At my realtor orientation, I heard the same question repeated over and over: “What sets you apart?” When I really started to think about this I instantly knew. My roots and upbringing. My grandmother has been a realtor for over 40 years. She knows every single one of her clients’ life stories. People that know her, love her. Real estate came naturally to her because real estate is about building relationships and truly caring about your clients. Grandma was raised to respect others and appreciate their stories and gifts. In order to find someone a home, you have to really understand them as a person. That came easily to Grandma, just like it comes easily to Mom and me. There’s no doubt we were both destined to be Charleston realtors. When other young girls were playing with dolls, my Mom was coloring in an MLS book. (My, my how things have changed!) When I was young, the tradition continued. I became very familiar with the words, “open house,” “MLS,” and “HUD statement.” I would join my mom at open houses and marvel at the different floor plans and uniqueness that each house portrayed. When I was in high school, I worked for my Aunt, who is currently a real estate attorney. Again, I became very familiar with the term “HUD statement.” I also had the privilege of watching my uncle excel as a realtor. He has the best taste and can see the possibilities that every home allows. To this day, he flips homes because his ingenuity is unmatched. Real estate is in our blood. It’s not only a career; it’s part of who we are.
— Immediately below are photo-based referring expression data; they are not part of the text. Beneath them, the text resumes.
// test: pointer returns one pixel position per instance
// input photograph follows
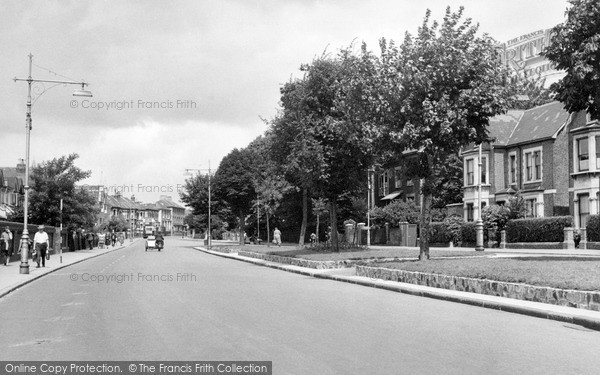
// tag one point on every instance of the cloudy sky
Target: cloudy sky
(177, 84)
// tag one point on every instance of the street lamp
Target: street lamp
(209, 232)
(24, 268)
(479, 224)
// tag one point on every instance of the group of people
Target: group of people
(104, 239)
(39, 247)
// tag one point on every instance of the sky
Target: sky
(177, 85)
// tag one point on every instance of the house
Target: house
(171, 214)
(584, 170)
(532, 152)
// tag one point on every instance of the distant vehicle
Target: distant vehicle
(155, 241)
(148, 230)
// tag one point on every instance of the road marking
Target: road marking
(59, 319)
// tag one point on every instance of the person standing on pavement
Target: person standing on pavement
(41, 244)
(277, 236)
(5, 243)
(90, 240)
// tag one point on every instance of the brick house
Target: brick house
(531, 154)
(584, 170)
When Mom and I decided to create our team, we knew we wanted a logo that represented Charleston but that also represented us. We looked at countless images on the web and discussed many different options. We were somewhat stumped. The next day, an article popped up about the Pineapple Fountain and the history of pineapples in Charleston. It’s symbolism stems from Charleston’s shipping history. I found this ironic because my dad and brother currently work at the ports of Charleston. My grandfather also worked at the ports so it’s definitely a family tradition. The pineapple carries a tradition as well. When sailors returned home, they would put a pineapple on their fence post to show they safely arrived home, and a celebration would commence that night. This tradition pulled at my heart strings because my paternal grandfather served in the Navy for 20 years and was gone for six months at a time. Even though he enjoyed his time in the Navy, he was always grateful to return home to his family and Charleston. After he retired from the Navy, he and my grandmother spent a lot of time with my brother and me. So many childhood memories were made in their house and it soon became a second home to us.
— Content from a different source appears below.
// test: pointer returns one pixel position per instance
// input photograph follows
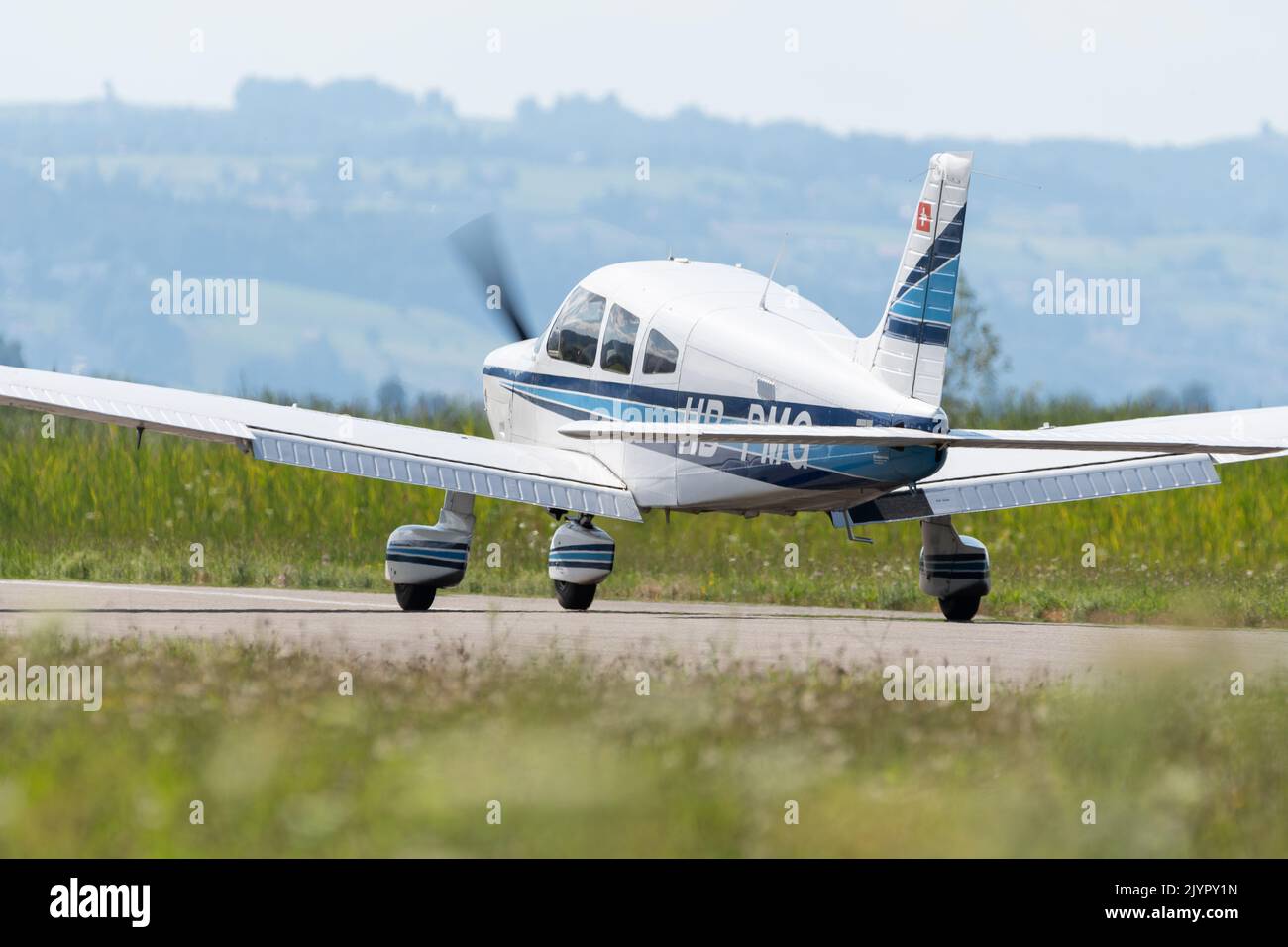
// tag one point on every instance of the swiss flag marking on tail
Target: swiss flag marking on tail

The symbolism that the pineapple holds is so precious. It represents hospitality which allows a house to become a home. Your home is a reflection of what makes you happy and what’s important to you. It’s where you make lasting memories that shape and mold you into the person you’ll become. I’m thankful for the people and places that shaped and molded me into the person I am today: a third-generation Charleston realtor. After all, it’s in my blood.